Eldeki mal ile gururlanmak doğru değildir. Mal er geç bir gün yok olacak, fakat hesabı kalacaktır. Atalarımız demiş ki:
Mala, mülke olma mağrur, deme var mı ben gibi
Bir muhalif rüzgar eser, savurur harman gibi!

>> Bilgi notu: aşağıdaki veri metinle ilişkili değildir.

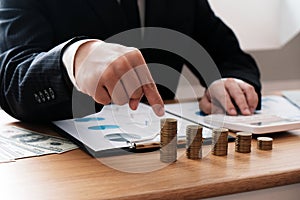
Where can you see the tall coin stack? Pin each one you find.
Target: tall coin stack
(168, 140)
(194, 142)
(243, 142)
(264, 143)
(220, 141)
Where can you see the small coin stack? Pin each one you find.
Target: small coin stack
(243, 142)
(264, 143)
(194, 142)
(220, 141)
(168, 140)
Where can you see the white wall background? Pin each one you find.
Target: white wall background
(269, 31)
(260, 24)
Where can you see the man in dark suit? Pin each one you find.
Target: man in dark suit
(50, 46)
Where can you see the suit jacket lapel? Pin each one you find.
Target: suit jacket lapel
(155, 12)
(110, 14)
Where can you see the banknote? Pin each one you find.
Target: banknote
(26, 141)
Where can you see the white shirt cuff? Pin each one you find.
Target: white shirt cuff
(69, 56)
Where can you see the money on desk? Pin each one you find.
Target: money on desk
(16, 143)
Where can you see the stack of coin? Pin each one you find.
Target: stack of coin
(220, 141)
(243, 142)
(194, 142)
(264, 143)
(168, 140)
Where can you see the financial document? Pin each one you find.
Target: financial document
(119, 126)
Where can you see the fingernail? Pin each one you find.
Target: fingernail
(159, 110)
(247, 111)
(232, 111)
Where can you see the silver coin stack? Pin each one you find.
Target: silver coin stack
(168, 140)
(220, 141)
(194, 142)
(243, 142)
(264, 143)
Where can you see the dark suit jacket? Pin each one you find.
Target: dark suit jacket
(34, 84)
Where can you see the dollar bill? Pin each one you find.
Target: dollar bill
(34, 142)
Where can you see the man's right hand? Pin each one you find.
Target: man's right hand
(115, 73)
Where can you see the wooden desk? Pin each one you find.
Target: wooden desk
(76, 175)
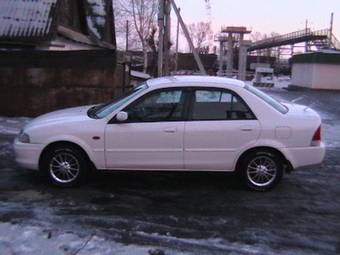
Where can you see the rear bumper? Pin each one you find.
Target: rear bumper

Zenginlik kötü değildir. Çünkü Hazret-i İbrahim, Hazret-i Süleyman, Cennetle müjdelenen Abdurrahman bin Avf hazretleri ve evliyanın büyüklerinden Ubeydullah-i Ahrar hazretleri, çok zengin idi. Genel olarak zenginler malı sevdiği için mecaz olarak zenginler kötülenmiştir. Mesela, (Ümmetimin en kötüleri zenginlerdir) demek, (Ümmetimin en kötüleri taparcasına parayı sevenlerdir) demektir. Bizzat mal ve zenginlik kötülenmemiştir. Peygamber efendimiz, (Zenginlerin çoğu Cehenneme gider) buyurdu. Bu söz, zenginliğin ve malın aleyhine değildir. Malının zekatını vermeyen, hayır hasenat yapmayan, malını zararlı işlerde kullanan, israf eden kimseler için söylenmiştir. Müslüman kadınlar övülmüş, günahkâr kadınlar çok olduğu için de, (Cehennemin çoğu zengin ve kadınlardır) buyurulmuştur. Bu söz, zengine ve kadına hakaret değil, onları ikaz için söylenmiştir. Yine, (İnsanların çoğu kâfirdir) buyurulmuştur. Burada insan kötülenmiyor, kâfirlik kötüleniyor. Mal, kötüleri azdırırsa da, iyiler için çok kıymetlidir. Hazret-i İbrahim (Ya Rabbi, beni ve çocuklarımı puta tapmaktan koru) diye dua etmiştir. Puttan maksat para sevgisidir. Para aşkı, puta tapmak gibidir.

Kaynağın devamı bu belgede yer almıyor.